WOMEN Against state Pension inequality (WAsPi) is a national campaign aiming to get justice for women affected by the decision to raise the women’s state pension age from 60 to 66. These women, who were born in the 1950s, have had their retirement plans shattered because successive Governments failed to inform them of the rise in women’s state pension age in time, in order for them to make alternative plans for their retirement. Letters to individuals did not start going out until 2009 so women, who had expected to retire at 60, had little or no notice to prepare. Then, to add insult to injury, in 2011 the Government decided to speed up the changes, leaving many with a further 18 months to wait, so they can’t receive their state pension now until they are 66. The unfair way these changes have been implemented have left many thousands of women both angry and upset and many are now facing huge financial difficulties, often suffering ill health, as they wait to reach the age when they can properly retire. in Bedfordshire alone this has affected 48,000 women. in 2015, five women decided to fight back and so formed WAsPi to campaign against the way the changes have been brought in.
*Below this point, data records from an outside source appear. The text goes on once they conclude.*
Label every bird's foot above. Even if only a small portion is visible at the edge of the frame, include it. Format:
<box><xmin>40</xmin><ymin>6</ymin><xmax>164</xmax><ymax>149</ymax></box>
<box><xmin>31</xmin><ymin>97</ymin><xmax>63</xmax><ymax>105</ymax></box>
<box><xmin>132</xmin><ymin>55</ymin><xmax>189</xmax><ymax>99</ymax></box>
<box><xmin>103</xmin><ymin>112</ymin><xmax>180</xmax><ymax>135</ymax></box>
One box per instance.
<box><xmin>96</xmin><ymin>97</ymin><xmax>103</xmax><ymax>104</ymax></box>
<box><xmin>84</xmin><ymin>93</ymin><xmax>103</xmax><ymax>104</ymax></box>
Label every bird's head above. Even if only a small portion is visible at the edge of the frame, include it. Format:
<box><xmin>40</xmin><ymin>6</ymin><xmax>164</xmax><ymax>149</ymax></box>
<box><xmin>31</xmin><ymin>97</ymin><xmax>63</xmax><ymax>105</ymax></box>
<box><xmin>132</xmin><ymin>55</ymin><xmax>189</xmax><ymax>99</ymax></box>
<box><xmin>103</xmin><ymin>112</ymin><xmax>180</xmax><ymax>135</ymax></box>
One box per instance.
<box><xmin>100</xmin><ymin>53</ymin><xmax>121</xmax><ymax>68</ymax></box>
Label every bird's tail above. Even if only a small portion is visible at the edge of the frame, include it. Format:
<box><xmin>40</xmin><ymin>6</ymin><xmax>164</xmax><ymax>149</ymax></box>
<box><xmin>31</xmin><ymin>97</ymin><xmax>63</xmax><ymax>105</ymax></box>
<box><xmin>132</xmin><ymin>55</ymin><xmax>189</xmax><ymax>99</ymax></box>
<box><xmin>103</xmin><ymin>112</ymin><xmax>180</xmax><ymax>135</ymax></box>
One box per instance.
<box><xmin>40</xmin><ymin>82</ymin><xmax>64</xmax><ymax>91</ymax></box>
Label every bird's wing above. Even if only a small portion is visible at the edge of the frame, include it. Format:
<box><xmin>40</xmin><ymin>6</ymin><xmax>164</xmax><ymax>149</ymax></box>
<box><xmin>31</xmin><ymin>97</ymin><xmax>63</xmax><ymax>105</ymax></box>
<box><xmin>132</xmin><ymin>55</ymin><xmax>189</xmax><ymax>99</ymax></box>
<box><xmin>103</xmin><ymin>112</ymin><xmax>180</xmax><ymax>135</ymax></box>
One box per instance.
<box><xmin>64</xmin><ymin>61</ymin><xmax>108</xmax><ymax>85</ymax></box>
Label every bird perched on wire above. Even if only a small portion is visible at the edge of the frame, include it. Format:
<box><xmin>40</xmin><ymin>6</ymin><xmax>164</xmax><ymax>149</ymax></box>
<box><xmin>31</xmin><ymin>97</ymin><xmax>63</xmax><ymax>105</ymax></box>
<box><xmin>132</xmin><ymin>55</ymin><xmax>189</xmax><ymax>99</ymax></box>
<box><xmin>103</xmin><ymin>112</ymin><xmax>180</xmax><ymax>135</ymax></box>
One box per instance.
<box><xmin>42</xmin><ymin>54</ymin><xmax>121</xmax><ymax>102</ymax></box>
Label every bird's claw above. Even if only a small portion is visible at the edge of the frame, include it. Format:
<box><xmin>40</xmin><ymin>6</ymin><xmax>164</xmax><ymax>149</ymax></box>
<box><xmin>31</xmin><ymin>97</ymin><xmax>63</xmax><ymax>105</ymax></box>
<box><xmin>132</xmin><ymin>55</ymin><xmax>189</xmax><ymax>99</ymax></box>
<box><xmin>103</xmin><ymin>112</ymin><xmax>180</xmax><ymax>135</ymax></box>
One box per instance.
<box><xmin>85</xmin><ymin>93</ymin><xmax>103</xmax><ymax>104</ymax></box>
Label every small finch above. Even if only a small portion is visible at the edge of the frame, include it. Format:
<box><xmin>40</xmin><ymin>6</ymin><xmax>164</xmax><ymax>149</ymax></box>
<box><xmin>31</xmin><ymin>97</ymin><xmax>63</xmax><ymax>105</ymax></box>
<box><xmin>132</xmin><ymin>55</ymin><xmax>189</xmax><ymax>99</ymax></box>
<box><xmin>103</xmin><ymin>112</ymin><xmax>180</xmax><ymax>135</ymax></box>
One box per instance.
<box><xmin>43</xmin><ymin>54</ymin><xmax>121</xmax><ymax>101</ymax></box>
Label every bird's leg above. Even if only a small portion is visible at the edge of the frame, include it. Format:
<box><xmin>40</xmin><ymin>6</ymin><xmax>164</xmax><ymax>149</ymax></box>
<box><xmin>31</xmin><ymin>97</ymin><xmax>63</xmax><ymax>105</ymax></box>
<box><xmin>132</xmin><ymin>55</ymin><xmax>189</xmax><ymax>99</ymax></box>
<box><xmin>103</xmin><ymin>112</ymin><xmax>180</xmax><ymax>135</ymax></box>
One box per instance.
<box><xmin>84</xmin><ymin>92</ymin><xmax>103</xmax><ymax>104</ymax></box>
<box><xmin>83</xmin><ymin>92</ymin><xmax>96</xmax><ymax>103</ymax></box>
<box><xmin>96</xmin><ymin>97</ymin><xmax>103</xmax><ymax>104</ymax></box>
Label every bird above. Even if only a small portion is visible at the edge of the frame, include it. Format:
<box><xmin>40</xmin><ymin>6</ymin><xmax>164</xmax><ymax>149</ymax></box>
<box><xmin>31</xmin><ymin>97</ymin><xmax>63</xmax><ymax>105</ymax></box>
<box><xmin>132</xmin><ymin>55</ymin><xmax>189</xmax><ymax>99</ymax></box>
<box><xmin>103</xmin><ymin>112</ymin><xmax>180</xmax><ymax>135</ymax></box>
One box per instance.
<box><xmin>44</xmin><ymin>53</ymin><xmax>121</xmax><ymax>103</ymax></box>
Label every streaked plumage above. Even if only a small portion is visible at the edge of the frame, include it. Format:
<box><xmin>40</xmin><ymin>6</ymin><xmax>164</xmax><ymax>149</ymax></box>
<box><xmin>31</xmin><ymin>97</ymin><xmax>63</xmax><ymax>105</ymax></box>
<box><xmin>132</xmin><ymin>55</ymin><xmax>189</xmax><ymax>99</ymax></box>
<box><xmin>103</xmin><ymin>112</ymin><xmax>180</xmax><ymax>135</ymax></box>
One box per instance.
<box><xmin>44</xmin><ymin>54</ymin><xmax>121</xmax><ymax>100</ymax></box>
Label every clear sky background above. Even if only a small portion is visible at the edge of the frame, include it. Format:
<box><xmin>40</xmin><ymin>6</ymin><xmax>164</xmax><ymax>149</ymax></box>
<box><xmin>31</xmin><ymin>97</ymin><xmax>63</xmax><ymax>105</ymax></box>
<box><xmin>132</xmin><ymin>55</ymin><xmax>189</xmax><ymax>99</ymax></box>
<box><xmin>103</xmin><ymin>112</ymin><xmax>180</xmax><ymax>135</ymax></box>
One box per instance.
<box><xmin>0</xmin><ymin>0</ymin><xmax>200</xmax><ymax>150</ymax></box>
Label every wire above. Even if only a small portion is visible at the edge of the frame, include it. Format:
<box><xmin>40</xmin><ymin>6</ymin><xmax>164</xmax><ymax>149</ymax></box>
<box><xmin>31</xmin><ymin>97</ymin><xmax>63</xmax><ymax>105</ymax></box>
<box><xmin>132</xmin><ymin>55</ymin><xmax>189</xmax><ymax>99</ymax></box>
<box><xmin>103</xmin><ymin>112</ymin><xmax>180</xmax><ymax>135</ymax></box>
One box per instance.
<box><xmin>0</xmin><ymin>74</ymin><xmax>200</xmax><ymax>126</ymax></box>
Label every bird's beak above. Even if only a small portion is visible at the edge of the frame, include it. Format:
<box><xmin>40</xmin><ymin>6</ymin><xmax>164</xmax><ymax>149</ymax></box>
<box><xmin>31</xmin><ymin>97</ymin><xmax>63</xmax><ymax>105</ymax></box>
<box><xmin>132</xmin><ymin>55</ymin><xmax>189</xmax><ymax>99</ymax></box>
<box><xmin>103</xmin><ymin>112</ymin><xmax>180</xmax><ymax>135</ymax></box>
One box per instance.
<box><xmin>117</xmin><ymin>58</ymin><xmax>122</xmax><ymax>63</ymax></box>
WAsPi is NOT opposed to equalising state pension age with men and they are NOT calling for women’s state pension age to return to 60. What they are demanding is a fair transitional arrangement for women born in the 1950s and most affected by the changes to the pension law, by way of a ‘bridging state pension’ to cover the gap from 60 to when they reach state pension age, that is NOT means tested and with compensation for losses for those who have already reached their state pension age. There are now over 70,000 WAsPi women in over 140 branches united in fighting this injustice. here in Bedfordshire we are a newly formed branch and we are working to ensure that all women that are affected by these changes are aware of WAsPi and the work they are doing. We are also trying to ensure that all women know where they

can find out how these changes will impact on them personally, by requesting a ‘pension statement’ from the DWP. They can do this by either requesting form BR19 to complete and return by post, by going on-line and accessing www.dwp.gov.uk or calling The Pension service on 0345 3000 168.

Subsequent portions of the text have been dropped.